She said the case underscored the need for stricter rules and greater vigilance in dealing with children in Haiti.

"I don't know all the facts, but if they were good intentions, they've certainly gone awry," she said.

"I think this is proof positive for all those people around the world who would like to adopt Haitian children, that we must wait on the right registration."

Laura Silsby, head of New Life Children's Refuge, has insisted the group's aims were entirely altruistic.

"We came here literally to just help the children. Our intentions were good," she told AFP from police detention. "We wanted to help those who lost parents in the quake or were abandoned."

In Port-au-Prince, interim prosecutor Mazar Fortil said the Christians may face a charge of criminal conspiracy in Haiti as well as possible charges of kidnapping minors and child-trafficking.

US consular officials visited the detained Americans and brought them food and insect repellent, but relatives back in the United States said they had hoped American officials might have done more.
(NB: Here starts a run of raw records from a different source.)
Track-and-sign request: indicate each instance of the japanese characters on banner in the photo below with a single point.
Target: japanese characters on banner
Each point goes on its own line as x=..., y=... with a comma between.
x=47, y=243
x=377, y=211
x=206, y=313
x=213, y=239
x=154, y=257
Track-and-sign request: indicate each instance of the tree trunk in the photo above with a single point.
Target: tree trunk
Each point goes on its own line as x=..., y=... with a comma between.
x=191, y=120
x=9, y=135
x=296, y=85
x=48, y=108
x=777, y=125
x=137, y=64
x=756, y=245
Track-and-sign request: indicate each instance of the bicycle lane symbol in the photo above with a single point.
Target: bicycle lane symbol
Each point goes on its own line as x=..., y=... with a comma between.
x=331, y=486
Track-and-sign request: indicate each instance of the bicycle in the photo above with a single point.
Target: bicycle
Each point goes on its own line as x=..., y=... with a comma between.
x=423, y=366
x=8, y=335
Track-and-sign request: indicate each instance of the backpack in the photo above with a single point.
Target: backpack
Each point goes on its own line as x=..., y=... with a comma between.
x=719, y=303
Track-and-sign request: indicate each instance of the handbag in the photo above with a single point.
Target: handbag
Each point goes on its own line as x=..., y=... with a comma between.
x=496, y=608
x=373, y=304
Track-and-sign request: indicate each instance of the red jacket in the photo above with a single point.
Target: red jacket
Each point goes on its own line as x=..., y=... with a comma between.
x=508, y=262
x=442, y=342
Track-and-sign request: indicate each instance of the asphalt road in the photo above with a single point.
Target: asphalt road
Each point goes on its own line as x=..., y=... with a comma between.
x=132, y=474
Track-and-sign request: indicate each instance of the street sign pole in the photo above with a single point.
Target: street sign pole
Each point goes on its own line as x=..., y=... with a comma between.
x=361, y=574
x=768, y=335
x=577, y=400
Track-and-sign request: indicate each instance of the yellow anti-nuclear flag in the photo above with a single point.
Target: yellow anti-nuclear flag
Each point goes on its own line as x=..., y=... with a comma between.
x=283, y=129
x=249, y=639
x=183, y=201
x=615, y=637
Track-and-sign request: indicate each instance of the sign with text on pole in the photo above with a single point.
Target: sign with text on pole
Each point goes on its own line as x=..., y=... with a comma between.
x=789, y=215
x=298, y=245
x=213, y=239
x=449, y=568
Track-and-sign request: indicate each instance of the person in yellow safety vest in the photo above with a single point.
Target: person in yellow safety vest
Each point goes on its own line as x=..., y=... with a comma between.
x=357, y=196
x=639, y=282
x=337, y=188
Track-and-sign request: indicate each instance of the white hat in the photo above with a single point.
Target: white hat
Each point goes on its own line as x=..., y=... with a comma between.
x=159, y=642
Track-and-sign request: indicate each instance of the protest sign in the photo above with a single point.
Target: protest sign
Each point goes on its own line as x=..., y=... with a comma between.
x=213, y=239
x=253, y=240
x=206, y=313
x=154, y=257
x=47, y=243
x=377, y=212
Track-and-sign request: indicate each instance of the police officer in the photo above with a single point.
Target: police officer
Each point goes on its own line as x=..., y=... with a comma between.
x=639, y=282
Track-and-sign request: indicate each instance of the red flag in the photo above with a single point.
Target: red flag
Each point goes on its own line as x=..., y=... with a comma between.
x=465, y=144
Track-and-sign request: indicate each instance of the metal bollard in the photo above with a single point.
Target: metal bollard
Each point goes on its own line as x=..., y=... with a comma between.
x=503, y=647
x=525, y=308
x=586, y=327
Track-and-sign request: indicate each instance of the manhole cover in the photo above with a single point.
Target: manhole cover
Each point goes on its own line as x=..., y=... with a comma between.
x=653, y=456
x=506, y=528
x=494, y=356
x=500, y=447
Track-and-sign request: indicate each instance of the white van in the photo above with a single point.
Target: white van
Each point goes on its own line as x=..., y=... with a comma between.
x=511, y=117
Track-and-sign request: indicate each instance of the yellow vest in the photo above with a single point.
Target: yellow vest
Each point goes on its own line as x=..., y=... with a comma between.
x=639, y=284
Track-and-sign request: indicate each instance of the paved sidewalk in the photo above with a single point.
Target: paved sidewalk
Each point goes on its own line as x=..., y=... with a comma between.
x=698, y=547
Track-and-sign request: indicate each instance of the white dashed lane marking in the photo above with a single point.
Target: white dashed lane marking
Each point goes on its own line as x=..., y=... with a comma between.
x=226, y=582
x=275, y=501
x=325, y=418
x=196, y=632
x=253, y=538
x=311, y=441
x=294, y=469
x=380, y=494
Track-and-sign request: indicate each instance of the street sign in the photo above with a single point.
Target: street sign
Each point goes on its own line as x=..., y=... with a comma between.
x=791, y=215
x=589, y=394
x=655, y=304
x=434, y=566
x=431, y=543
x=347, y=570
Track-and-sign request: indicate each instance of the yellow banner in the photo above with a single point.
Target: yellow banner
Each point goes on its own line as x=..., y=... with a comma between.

"I've seen them on TV and they look like they're in good spirits," Sean Lankford, whose wife and 18-year-old daughter were among those held, told NBC.

He said he had not been able to speak to them since their arrest and was concerned that they had not received better treatment in detention.

"First off, you know, I think they were required to give them food and water. I mean, the basic essentials for life. And they were to help them to contact counselors on their behalf -- at least to give them the ability to do that. They were late in doing that," Lankford complained.

"I appreciate everything they have done. I know that it took them a while to find them first off. I know also that there's a lot of needs that are happening in Haiti," the Meridian, Idaho resident said.

But he added "as a dad and a husband, you know, I just want to make sure that my wife and my daughter have everything that they need, and my friends there have everything they need to stay healthy while they work through this, and while we try to help them work through this."